Hectic napisał: |
Bóg o sobie napisał w Biblii ale bóg tego świata zaślepił wasze oczy i zatkał wasze uszy. Nie rozumiem jesteście na tym forum już dłuższy czas. Rozumiem, że już wszystko macie obcykane ale może jednak warto zawrócić na chwilę i przetestować, zbadać coś co się odrzuciło jeszcze raz? To was nic nie kosztuje prócz czasu. Wiem macie go mało ale i badanie zajmie mało czasu.
Jestem nikim. Nie mam wyższego wykształcenia, nie zarabiam dużo, nie mam dobrego auta, nie interesują mnie w sumie materialne rzeczy. Mam kochającą żonę, która została mi dana od Boga i małego pieska mieszkam w wynajętym mieszkaniu ale niczego mi nie brakuje.

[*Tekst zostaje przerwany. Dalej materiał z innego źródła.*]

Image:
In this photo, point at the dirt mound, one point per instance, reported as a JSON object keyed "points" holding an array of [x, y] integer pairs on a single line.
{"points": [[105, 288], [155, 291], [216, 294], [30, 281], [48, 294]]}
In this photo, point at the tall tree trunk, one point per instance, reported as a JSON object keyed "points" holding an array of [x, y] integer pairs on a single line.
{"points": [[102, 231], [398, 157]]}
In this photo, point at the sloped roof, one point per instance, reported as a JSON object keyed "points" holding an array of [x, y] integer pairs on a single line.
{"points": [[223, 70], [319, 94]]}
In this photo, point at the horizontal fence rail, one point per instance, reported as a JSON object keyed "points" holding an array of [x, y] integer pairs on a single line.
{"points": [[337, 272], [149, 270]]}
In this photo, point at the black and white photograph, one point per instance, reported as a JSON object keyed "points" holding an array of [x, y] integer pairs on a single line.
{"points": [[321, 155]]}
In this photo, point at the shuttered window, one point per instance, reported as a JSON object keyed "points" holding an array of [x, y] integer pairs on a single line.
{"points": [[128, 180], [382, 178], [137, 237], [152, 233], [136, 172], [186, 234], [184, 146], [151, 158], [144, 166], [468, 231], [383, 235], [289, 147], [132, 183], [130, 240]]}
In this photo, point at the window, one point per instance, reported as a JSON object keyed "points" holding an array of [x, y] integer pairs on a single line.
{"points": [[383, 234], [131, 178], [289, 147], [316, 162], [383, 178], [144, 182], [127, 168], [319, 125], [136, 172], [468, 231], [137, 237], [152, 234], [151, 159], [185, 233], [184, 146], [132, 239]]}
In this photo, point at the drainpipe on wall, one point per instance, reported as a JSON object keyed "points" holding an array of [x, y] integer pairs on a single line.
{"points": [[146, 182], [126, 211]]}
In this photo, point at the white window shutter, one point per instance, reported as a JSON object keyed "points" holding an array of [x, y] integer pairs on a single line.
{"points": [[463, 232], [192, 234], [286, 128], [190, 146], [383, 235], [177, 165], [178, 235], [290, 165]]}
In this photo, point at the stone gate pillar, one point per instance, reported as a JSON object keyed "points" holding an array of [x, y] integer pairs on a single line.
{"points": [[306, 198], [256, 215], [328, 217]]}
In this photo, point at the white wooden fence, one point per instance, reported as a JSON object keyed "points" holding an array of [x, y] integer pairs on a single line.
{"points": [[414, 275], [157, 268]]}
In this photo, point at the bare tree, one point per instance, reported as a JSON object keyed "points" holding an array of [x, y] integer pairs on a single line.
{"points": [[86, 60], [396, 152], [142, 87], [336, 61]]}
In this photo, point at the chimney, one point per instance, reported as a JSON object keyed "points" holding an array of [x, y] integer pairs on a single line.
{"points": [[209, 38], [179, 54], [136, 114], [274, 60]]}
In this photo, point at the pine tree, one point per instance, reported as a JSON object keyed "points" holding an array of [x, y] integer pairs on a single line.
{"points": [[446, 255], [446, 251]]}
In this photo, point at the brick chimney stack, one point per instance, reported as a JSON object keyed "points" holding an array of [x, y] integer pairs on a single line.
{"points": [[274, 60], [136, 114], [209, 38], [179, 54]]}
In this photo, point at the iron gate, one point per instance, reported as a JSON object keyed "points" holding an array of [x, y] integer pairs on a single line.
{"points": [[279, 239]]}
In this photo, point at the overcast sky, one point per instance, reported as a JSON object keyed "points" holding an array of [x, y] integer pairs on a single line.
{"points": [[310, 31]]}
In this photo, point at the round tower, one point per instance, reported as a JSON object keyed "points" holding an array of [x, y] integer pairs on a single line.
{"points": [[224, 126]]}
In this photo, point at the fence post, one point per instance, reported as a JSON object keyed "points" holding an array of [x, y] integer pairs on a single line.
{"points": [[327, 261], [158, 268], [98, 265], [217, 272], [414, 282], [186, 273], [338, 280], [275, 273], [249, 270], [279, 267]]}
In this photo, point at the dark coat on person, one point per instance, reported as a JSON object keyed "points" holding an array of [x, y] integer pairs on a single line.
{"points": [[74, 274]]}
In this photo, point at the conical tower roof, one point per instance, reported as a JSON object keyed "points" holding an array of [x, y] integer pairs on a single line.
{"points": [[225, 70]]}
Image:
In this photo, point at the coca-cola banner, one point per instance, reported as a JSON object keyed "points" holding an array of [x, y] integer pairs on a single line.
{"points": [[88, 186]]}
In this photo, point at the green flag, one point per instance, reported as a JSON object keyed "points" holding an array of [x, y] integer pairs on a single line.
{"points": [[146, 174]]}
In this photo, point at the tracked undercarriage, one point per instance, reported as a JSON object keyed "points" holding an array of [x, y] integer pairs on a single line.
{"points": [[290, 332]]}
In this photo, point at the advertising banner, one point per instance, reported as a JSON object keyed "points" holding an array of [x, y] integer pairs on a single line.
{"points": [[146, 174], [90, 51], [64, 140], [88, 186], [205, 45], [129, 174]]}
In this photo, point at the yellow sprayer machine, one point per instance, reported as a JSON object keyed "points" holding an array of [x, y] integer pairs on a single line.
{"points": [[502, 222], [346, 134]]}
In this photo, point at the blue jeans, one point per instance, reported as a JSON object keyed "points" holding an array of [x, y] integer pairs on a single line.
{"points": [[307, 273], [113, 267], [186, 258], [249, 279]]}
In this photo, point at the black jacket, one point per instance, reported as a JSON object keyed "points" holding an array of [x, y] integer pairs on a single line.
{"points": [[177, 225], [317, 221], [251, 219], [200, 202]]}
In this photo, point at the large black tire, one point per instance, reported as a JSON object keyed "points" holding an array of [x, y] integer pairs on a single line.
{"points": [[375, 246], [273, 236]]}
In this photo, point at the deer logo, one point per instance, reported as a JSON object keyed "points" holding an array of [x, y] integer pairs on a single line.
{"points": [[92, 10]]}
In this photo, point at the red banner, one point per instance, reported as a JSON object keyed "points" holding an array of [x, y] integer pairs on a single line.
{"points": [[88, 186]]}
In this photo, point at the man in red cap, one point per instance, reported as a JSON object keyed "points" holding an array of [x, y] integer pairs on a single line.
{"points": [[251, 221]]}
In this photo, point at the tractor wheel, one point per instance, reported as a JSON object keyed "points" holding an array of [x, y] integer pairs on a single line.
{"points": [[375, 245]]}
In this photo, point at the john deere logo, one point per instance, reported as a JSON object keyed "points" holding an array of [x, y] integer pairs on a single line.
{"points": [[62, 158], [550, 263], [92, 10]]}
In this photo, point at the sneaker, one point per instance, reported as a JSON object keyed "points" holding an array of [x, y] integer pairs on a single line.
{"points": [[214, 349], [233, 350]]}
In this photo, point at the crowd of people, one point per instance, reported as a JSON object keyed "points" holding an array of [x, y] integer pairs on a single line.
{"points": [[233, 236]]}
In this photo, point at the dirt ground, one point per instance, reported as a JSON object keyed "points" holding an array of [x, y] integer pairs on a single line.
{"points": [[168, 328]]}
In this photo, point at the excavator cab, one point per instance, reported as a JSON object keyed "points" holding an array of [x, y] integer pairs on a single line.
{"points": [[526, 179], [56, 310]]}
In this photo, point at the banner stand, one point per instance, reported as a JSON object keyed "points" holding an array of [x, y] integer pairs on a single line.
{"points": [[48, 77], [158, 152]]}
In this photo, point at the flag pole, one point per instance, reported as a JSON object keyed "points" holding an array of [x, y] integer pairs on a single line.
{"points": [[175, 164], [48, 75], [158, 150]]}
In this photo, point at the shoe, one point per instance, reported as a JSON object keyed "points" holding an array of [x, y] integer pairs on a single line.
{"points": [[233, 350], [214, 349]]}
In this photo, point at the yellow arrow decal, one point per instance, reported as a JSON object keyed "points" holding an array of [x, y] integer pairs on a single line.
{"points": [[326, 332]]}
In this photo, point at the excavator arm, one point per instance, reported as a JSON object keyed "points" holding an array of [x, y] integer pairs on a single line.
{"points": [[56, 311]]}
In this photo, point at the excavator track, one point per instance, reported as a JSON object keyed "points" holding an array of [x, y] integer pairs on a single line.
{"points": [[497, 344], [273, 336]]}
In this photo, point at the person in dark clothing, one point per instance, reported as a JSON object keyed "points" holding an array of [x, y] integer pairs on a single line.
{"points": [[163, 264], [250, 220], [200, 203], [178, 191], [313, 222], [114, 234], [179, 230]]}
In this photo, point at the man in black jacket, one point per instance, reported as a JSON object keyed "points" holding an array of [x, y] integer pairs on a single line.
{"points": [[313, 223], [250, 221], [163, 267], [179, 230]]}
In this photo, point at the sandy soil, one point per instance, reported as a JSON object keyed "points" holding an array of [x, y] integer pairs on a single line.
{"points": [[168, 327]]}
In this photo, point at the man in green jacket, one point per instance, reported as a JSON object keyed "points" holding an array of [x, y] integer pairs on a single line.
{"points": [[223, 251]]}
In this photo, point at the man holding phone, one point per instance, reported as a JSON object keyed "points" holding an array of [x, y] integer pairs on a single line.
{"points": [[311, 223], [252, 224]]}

Jedyne czego chciałem to prawdy w swoim życiu. To nie tak, że nie chciałem Boga w swoim życiu. Ja po prostu chciałem prawdę i jeśli byłby to Budda to wierzyłbym w Budde czy innego bożka. Jeśli NASA miałoby rację to i wierzyłbym im. Najgorsze w tym wszystkim jest to, że nie trzeba iść do nikogo by się przekonać o prawdzie. Wystarczy przypuszczenie i szczere serce.

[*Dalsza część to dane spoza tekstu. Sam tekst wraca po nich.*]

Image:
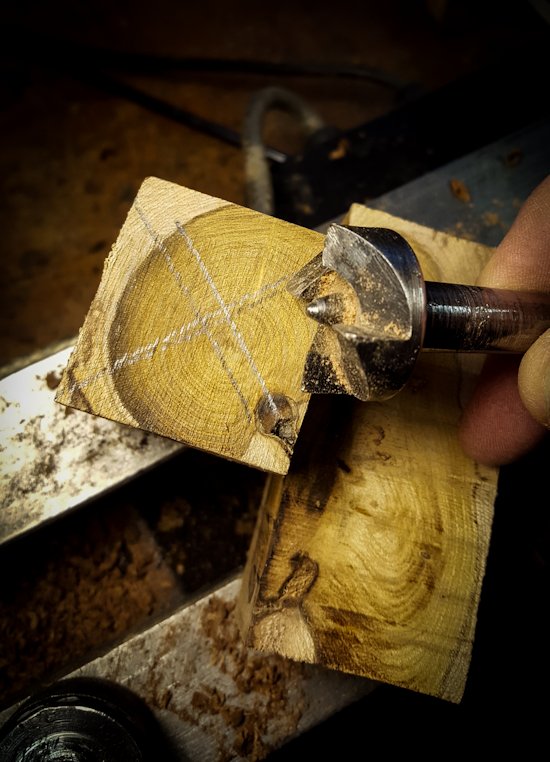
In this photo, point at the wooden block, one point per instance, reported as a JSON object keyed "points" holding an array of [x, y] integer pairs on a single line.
{"points": [[192, 334], [369, 556]]}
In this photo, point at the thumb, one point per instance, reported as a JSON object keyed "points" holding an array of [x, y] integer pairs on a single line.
{"points": [[534, 379]]}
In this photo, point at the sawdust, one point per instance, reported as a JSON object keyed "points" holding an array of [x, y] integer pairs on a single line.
{"points": [[81, 586], [265, 678]]}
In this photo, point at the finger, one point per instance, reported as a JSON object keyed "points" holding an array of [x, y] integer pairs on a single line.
{"points": [[496, 427], [522, 260], [534, 380]]}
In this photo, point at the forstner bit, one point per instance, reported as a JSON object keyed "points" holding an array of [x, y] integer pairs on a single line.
{"points": [[376, 313]]}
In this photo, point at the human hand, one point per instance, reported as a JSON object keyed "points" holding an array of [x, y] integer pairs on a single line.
{"points": [[509, 412]]}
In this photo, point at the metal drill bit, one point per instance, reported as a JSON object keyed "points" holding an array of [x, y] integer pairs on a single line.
{"points": [[376, 313]]}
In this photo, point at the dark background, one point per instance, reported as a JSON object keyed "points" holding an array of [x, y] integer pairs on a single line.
{"points": [[72, 157]]}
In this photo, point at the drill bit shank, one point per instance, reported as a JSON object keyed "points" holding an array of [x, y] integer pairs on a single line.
{"points": [[376, 313]]}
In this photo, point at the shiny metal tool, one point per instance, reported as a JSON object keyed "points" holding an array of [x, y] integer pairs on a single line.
{"points": [[376, 312]]}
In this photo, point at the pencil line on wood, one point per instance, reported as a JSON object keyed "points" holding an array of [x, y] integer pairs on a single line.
{"points": [[185, 333], [227, 315], [185, 291]]}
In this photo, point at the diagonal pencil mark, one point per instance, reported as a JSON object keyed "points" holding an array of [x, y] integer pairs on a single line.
{"points": [[161, 246], [184, 333], [239, 338]]}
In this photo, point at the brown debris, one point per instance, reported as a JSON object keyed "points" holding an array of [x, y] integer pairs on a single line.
{"points": [[265, 678]]}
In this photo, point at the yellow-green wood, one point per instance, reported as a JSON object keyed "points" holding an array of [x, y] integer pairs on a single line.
{"points": [[369, 555], [192, 333]]}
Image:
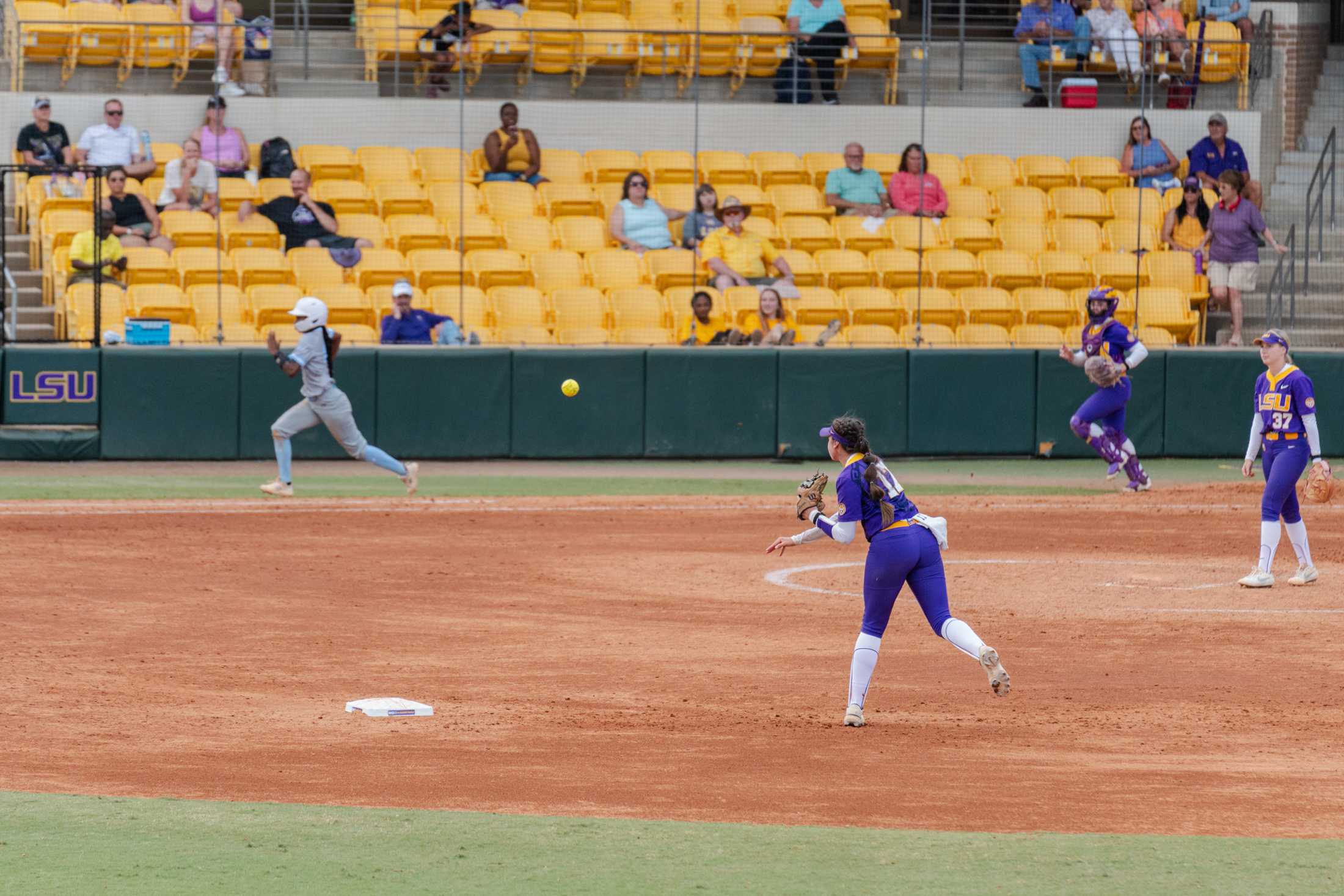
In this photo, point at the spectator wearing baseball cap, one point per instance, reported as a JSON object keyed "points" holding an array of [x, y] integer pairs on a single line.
{"points": [[45, 143], [1217, 153]]}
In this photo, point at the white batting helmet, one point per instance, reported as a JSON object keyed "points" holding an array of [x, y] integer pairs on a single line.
{"points": [[312, 309]]}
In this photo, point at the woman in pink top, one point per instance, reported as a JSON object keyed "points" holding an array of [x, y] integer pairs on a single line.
{"points": [[226, 148], [913, 190]]}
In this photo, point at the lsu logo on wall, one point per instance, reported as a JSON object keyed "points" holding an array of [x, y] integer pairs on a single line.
{"points": [[54, 387]]}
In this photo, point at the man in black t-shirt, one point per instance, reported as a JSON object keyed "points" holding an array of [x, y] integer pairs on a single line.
{"points": [[45, 143], [301, 219]]}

A co jeśli się mylę? A co jeśli mimo wszystko Bóg istnieje? Czy chcielibyście osobiście poznać Boga? Jeśli istniałaby taka możliwość to czy chcielibyście z tego skorzystać? Nie wymaga to żadnego postu, ascetycznego życia i zgłębiania okultystycznych praktyk. Bóg byłby niesprawiedliwy gdyby dał się poznać tylko małej grupie.
Bóg zwraca na to co mówisz. Jeśli na głos zawołasz do niego on wprowadzi Ciebie na drogę do niego. Nie wiem jak będzie wyglądała ale jej ostatecznym celem będzie to, że Bóg będzie znał Ciebie a Ty Go. On Ci objawi całą resztę w którą zostaniesz wprowadzony by Go poznać jeszcze lepiej. Wieczności nie starczy na to by Go poznać w pełni.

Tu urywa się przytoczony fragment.